The S&P 500 sits 4.1% below its record closing high registered on December 6, with the pullback mainly blamed on surging Treasury yields amid fears revived inflation will prevent the Federal Reserve cutting interest rates at the pace investors had hoped.
Consequently, the consumer price inflation report for December, released at 8:30 a.m. Eastern, is critical for investor sentiment. Too hot and benchmark Treasury yields may rise towards the 5% level, triggering anxiety among equity investors. Notably cooler and traders’ may rediscover their bullish mood, pushing yields lower and stocks higher.

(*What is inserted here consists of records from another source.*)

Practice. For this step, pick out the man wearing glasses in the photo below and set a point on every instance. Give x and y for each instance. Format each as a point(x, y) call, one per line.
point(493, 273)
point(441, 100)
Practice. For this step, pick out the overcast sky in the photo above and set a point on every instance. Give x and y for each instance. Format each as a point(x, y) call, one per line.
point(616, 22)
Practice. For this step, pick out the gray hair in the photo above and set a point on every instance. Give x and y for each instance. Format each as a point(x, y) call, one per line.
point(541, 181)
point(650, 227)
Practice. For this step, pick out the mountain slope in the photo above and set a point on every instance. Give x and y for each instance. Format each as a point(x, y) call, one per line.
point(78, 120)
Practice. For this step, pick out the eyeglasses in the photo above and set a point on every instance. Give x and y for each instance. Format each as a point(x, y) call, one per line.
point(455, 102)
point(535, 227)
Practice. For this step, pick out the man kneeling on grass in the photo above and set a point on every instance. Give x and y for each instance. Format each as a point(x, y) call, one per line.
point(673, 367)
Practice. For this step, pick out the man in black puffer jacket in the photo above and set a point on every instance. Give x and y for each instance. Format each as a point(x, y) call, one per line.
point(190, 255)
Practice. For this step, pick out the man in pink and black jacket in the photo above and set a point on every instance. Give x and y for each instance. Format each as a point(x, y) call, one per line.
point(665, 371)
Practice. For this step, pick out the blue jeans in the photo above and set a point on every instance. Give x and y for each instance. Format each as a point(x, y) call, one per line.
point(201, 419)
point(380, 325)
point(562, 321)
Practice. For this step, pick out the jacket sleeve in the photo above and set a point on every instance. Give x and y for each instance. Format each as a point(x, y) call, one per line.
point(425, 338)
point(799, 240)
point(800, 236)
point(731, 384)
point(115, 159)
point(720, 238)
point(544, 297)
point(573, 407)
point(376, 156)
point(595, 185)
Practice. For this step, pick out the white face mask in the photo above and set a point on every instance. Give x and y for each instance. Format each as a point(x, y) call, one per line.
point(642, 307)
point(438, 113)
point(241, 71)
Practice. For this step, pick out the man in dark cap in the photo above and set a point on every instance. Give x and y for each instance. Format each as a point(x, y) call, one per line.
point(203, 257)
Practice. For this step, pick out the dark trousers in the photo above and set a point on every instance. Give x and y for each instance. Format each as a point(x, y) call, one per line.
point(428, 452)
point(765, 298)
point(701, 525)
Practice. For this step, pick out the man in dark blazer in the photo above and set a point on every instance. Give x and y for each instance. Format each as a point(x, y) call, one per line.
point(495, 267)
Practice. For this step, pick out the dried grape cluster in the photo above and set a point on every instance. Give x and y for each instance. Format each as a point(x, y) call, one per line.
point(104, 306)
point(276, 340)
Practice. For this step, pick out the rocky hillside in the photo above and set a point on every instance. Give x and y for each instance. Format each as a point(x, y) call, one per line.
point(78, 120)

“Despite Tuesday’s [producer prices] inflation report coming in cooler than anticipated, the stranglehold of high yields persists. All eyes are now on Wednesday’s consumer price index update, a pivotal indicator that could amplify or temper the prevailing inflation worries,” said Stephen Innes, managing partner at SPI Asset Management.
Wall Street caught a break on Tuesday with a benign report on wholesale inflation in December. But a bigger test comes this morning via the consumer price index for the final month of 2024.
Wall Street expects 0.3% increases in both the overall CPI and the more critical core rate that omits food and energy.
Such an unpleasant rise in core inflation in December – it would be the fifth 0.3% advance in a row – would erase the good feelings from the producer price report. It would also support a narrative of few and or even no Federal Reserve cuts in interest rates in 2025.